Thread: (Again) Datacorruption using 7.4.2 on XFS/raid1

(Again) Datacorruption using 7.4.2 on XFS/raid1

From
"Florian G. Pflug"
Date:
Hi

We have again experienced data-corruption using 7.4.2 on an XFS Filesystem
on top of a software-raid (md) raid-1.

After a server crash last night (It was a rather strange crash - The machine
was still pingable, but no login was possible, and postgres and apache
didn't respond to requests any more) we hard-reset the machine. It came up
again nicely, but a few hours later the following errors occured when trying
to access certain tabled. (Those tables are updated heavily - each day about
2 million tuples are inserted, and the old versions of those tuples
deleted).

ERROR:  could not access status of transaction 34048
DETAIL:  could not open file "/var/lib/postgres/data/pg_clog/0000": No such
file or directory

While reading linux-kernel today, I stumbled upon a description of a rather
strange XFS behaviour. It seems to zero a block if the block was updated,
and the corresponding metadata-update was flushed to disk, but not the data
itself.
It does not happen if the file is fsynced() after the update - but I was
wondering what would happen if the machine crashed between the write() and
the fsync().

The lkml thread about this can be found here:
http://www.ussg.iu.edu/hypermail/linux/kernel/0407.1/0359.html

Could this XFS behaviour cause the postgres problems we are seeing?

greetings, Florian Pflug

Re: (Again) Datacorruption using 7.4.2 on XFS/raid1

From
Brian Hirt
Date:
FYI, I have seen the SW linux raid not detect failed drives and cause
filesystem corruption on many occasions.  I would reccomend staying
away from it.  Maybe what you describe is a problem with PG but, i
doubt it.


On Jul 12, 2004, at 12:31 PM, Florian G. Pflug wrote:

> Hi
>
> We have again experienced data-corruption using 7.4.2 on an XFS
> Filesystem
> on top of a software-raid (md) raid-1.
>
> After a server crash last night (It was a rather strange crash - The
> machine
> was still pingable, but no login was possible, and postgres and apache
> didn't respond to requests any more) we hard-reset the machine.

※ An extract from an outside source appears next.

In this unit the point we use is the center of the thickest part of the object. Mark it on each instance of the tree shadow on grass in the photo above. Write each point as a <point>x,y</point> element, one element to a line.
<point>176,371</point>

It
> came up
> again nicely, but a few hours later the following errors occured when
> trying
> to access certain tabled. (Those tables are updated heavily - each day
> about
> 2 million tuples are inserted, and the old versions of those tuples
> deleted).
>
> ERROR:  could not access status of transaction 34048
> DETAIL:  could not open file "/var/lib/postgres/data/pg_clog/0000": No
> such
> file or directory
>
> While reading linux-kernel today, I stumbled upon a description of a
> rather
> strange XFS behaviour. It seems to zero a block if the block was
> updated,
> and the corresponding metadata-update was flushed to disk, but not the
> data
> itself.
> It does not happen if the file is fsynced() after the update - but I
> was
> wondering what would happen if the machine crashed between the write()
> and
> the fsync().
>
> The lkml thread about this can be found here:
> http://www.ussg.iu.edu/hypermail/linux/kernel/0407.1/0359.html
>
> Could this XFS behaviour cause the postgres problems we are seeing?
>
> greetings, Florian Pflug
>
> ---------------------------(end of
> broadcast)---------------------------
> TIP 8: explain analyze is your friend


Re: (Again) Datacorruption using 7.4.2 on XFS/raid1

From
Ian Barwick
Date:
On Mon, 12 Jul 2004 20:31:15 +0200, Florian G. Pflug <fgp@phlo.org> wrote:
> Hi
>
> We have again experienced data-corruption using 7.4.2 on an XFS Filesystem
> on top of a software-raid (md) raid-1.
>
> After a server crash last night (It was a rather strange crash - The machine
> was still pingable, but no login was possible, and postgres and apache
> didn't respond to requests any more) we hard-reset the machine. It came up
> again nicely, but a few hours later the following errors occured when trying
> to access certain tabled. (Those tables are updated heavily - each day about
> 2 million tuples are inserted, and the old versions of those tuples
> deleted).
>
> ERROR:  could not access status of transaction 34048
> DETAIL:  could not open file "/var/lib/postgres/data/pg_clog/0000": No such
> file or directory

You don't say what kind of disks you are using. Sounds very much like
hardware problems though.

I had a PostgreSQL installation on a pair of IDE disks with software
RAID1 / Ext3 die very nastily with similar error messages. Turned out
that one of the disks was very defective and the RAID wasn't handling
it.

On the other hand - after copying the files from the good disk,
PostgreSQL started with barely a complaint and I couldn't detect any
corruption.

Ian Barwick

Re: (Again) Datacorruption using 7.4.2 on XFS/raid1

From
"Florian G. Pflug"
Date:
On Mon, Jul 12, 2004 at 01:22:02PM -0600, Brian Hirt wrote:
> FYI, I have seen the SW linux raid not detect failed drives and cause
> filesystem corruption on many occasions.  I would reccomend staying
> away from it.  Maybe what you describe is a problem with PG but, i
> doubt it.

Hi

I was under the impression that this only applies to the ataraid-drivers
(Those drivers for promise and hpt raid-controllers that don't really
provide hardware raid, but do provide a BIOS that is capable of booting from
raid1 and raid0 arrays) - well, I guess I'll have to figure out some way to
test the software raid.

greetings, Florian Pflug